The narrow gap turned and twisted, walls growing closer as she went.

Lindsay caught up to Tiger in a spot where the rock walls nearly touched, except for a narrow gap near the ground. There was no way someone as large as Tiger could go forward from here. Lindsay slid around him and wriggled through the opening into a wider space on the other side.

A man huddled against the wall of the small cave beyond. His scruffy beard and hair were coated with dirt, his face and arms covered with scratches and blood. He raised his head when Lindsay squirmed into the niche, his eyes wide with terror and anguish.

“Found him,” Lindsay announced into her communicator as she knelt beside him.

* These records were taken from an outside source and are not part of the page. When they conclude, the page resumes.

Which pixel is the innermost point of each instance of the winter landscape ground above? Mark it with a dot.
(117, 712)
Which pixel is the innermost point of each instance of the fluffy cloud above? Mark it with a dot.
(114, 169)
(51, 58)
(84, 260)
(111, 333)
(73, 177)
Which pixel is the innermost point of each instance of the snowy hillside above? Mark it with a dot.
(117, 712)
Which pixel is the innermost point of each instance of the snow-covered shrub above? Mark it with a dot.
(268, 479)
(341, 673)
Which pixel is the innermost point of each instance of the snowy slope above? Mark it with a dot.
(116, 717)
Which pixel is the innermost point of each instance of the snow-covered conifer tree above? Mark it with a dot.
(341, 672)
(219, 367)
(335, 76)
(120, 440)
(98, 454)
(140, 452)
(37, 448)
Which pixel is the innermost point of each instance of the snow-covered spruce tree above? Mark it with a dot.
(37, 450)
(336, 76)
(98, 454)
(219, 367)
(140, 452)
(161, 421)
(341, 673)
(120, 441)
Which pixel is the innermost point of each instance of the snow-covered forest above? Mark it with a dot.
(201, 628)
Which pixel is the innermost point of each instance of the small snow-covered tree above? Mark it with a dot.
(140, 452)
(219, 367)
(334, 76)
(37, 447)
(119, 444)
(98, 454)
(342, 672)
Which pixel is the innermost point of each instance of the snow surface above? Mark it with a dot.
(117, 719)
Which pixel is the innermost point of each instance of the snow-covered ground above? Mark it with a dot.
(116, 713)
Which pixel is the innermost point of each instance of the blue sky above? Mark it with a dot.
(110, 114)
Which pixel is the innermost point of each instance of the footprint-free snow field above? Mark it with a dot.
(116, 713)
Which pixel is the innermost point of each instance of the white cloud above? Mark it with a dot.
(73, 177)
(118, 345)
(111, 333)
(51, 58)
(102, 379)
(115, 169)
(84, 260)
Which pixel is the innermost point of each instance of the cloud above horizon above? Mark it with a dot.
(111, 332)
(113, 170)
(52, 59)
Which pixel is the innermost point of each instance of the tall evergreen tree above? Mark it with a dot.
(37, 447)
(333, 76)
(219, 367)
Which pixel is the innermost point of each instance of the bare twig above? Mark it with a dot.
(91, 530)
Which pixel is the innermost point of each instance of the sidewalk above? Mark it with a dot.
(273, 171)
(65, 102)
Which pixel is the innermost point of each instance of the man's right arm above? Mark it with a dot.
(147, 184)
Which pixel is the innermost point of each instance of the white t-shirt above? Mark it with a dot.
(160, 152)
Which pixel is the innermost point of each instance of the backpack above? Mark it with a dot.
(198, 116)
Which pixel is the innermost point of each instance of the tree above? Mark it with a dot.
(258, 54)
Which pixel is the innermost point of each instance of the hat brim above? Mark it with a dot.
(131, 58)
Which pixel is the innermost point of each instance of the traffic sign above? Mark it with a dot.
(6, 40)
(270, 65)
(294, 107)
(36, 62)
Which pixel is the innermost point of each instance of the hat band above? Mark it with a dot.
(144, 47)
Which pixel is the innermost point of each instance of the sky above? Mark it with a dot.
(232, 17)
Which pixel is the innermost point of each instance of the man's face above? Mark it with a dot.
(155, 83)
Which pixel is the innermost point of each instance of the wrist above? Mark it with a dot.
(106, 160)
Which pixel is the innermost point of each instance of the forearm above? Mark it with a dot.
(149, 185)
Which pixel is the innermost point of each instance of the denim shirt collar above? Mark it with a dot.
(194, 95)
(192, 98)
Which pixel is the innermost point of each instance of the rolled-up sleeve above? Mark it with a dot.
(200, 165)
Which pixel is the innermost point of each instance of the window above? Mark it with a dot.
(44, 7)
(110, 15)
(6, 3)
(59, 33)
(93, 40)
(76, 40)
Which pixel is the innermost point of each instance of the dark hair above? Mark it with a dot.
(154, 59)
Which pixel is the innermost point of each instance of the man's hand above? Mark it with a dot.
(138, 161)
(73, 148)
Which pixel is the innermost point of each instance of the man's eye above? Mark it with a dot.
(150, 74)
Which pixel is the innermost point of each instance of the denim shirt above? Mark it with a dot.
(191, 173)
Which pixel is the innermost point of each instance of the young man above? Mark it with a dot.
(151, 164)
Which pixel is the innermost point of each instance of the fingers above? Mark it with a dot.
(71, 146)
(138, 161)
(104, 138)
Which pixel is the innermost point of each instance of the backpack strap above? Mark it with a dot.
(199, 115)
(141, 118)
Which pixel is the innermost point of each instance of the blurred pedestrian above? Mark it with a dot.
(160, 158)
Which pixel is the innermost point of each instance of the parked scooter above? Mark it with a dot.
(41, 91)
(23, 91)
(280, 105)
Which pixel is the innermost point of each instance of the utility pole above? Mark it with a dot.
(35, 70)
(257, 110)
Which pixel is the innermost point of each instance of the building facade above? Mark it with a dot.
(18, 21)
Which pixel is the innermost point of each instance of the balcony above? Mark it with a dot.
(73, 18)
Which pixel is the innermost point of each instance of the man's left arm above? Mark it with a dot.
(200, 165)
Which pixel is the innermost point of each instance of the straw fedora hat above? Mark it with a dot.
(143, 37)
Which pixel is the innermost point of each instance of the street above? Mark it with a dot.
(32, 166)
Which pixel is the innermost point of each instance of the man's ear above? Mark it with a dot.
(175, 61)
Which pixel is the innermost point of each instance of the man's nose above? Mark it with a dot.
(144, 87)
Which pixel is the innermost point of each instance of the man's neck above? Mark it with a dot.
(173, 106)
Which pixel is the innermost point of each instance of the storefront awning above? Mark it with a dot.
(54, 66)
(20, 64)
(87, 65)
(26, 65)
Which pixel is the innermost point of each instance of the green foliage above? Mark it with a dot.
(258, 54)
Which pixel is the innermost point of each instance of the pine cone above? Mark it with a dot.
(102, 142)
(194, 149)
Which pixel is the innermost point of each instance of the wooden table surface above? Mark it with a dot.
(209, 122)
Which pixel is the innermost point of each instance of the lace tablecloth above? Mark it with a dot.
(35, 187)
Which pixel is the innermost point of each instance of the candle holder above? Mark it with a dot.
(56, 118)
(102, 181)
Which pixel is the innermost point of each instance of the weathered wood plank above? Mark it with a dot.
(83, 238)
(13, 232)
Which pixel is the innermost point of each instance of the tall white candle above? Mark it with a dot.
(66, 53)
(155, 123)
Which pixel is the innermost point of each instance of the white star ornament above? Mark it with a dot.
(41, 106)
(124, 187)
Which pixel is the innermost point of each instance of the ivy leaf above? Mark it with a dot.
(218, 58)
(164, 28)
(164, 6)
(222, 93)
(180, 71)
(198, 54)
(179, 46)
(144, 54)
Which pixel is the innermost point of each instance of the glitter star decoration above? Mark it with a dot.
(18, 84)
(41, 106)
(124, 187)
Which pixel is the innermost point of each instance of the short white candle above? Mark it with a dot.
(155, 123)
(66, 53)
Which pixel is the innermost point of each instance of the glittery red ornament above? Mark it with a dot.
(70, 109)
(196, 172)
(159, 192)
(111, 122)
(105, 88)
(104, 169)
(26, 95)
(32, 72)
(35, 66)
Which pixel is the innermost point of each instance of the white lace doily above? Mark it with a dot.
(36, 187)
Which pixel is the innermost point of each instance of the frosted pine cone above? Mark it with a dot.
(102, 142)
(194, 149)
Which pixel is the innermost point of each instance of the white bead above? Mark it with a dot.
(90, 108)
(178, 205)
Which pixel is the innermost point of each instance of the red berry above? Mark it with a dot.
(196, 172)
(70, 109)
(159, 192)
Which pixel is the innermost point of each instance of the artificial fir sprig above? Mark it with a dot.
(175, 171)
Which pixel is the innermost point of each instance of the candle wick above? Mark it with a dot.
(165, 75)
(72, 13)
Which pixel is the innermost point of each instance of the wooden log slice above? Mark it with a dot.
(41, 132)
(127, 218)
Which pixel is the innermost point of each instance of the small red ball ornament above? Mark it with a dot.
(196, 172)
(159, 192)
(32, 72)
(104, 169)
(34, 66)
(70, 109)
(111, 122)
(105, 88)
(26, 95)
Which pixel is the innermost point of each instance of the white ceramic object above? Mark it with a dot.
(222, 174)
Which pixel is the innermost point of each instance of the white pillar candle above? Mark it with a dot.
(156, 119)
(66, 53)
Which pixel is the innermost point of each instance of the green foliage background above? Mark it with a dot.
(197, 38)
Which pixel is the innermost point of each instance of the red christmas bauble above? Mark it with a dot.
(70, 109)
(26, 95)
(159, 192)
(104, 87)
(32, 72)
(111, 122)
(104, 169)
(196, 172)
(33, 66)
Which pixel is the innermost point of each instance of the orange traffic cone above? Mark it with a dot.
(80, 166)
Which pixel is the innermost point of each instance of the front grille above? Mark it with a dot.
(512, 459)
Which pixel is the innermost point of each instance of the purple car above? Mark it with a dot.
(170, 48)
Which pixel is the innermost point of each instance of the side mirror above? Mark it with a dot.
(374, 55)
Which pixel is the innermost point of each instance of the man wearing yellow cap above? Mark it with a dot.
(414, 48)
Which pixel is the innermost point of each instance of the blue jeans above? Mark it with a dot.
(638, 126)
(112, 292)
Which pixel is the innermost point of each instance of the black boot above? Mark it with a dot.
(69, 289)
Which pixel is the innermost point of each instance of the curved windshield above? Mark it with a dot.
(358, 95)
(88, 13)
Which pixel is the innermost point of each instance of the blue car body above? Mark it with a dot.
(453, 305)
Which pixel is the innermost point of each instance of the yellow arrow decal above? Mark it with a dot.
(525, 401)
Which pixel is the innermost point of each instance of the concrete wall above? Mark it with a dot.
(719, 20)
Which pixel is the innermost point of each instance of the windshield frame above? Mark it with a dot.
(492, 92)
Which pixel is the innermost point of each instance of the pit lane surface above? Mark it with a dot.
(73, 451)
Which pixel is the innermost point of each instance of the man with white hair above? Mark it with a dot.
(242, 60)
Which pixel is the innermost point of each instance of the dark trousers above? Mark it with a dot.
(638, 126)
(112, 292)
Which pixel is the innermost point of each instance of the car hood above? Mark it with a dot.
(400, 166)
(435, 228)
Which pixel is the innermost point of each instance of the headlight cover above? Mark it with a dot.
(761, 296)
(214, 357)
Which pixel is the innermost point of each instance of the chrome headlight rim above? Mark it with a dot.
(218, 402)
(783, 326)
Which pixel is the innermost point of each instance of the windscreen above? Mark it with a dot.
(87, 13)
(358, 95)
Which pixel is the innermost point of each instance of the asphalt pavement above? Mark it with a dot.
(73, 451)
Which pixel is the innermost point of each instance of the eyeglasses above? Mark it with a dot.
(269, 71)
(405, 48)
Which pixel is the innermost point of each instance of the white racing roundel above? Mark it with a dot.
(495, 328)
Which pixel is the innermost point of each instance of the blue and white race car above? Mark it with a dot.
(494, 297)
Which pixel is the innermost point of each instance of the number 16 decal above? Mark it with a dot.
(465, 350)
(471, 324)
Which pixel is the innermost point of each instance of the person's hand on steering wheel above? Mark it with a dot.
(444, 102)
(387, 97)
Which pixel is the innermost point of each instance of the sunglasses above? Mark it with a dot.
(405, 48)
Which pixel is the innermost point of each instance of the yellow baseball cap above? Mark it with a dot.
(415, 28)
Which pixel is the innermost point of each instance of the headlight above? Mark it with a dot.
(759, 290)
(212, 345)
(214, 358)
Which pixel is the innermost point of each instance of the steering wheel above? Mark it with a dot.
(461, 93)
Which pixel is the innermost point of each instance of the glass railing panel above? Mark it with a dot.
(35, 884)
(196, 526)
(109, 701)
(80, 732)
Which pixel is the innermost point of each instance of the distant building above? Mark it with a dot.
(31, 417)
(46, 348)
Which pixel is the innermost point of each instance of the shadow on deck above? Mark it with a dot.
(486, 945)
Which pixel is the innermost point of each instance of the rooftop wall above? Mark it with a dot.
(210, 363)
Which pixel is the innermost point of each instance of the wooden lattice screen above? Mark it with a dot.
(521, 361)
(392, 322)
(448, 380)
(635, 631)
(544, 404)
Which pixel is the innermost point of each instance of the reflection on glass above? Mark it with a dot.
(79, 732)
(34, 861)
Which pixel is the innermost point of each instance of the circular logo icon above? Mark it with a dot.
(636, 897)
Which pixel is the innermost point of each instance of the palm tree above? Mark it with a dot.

Tiger crouched down to peer inside then he unhooked an extra canteen he carried and passed it to Lindsay.

The man truly stank, which made Lindsay glad she wasn’t in cat form, but his scent told her he wasn’t Dean. She lifted the canteen to his lips, spilling a drop or two of water into his parched mouth.

The man’s tongue worked, then he nodded that he was ready for more. Lindsay fed him slow sips until he could swallow a mouthful.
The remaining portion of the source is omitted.